ハーメルン
真剣で恋について語りなさい
自分語りは蜜の味

「これは何度も言ってるけど……私に手を差し伸べてくれたのが大和だから男として好きになったわけで、千に救われてたのも事実だけど、そこはloveとlikeの差があるわけで。
 だから『お友達で』とか『京には千の方が釣り合うと思う』なんてやんわりとお断りされても意志が揺らいだりしないわけですよ」
「大和、お前、おれをだしに使ってたのかよ」
「いや、その……」

 おれが大和を横目で見ると、大和は顔を背けた。正直なところ、おれは京に何の不満があるのか分からないが、他人の恋愛に口出ししたくないので黙っていた。
 けど、おれを巻き込まれると黙ってもいられなくなる。いい機会だからひとこと言ってやろうと思ったが、先んじて京が言った。

「まあ、色々あったけど、私は風間ファミリーのみんなが大好きだから。

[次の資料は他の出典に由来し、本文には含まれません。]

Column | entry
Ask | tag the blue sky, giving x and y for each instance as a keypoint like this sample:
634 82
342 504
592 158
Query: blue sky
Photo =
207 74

大和だけじゃなくて、千もガクトもモロも、ここにいないモモ先輩、ワン子、キャップも、私にとって特別な仲間。
ずっと一緒にいられたらいいって、心から思ってる」

現在の京は隣県に引っ越しており、毎週末に、バイトをして得た金で川神市に滞在してまで風間ファミリーとの時間を作ろうとしている。
離れ離れになっても仲間という意識は全員にあったが、そこまではっきり口に出されると、面映ゆいものがあり、口を閉ざしてしまったが、やはりガクトが真っ先に口を開き、ポージングをとった。

「俺様も特別な仲間だと思ってるぜ。ところで京、特別なナイスガイである俺様なんて恋人にどうだ?」
「ガクトは椎名菌が感染したら危ないから、もっとお似合いの人を探せばいいと思う」
「本当にこれ一生言われ続けるんだろうなぁ……」

 いやらしい笑みを浮かべながら自虐する京に、ガクトは涙を流しながら悔やんだ。
 一方、おれは京が恋人なら、色んなプレイをしてもらえただろうに、と心の中で悔やんだ。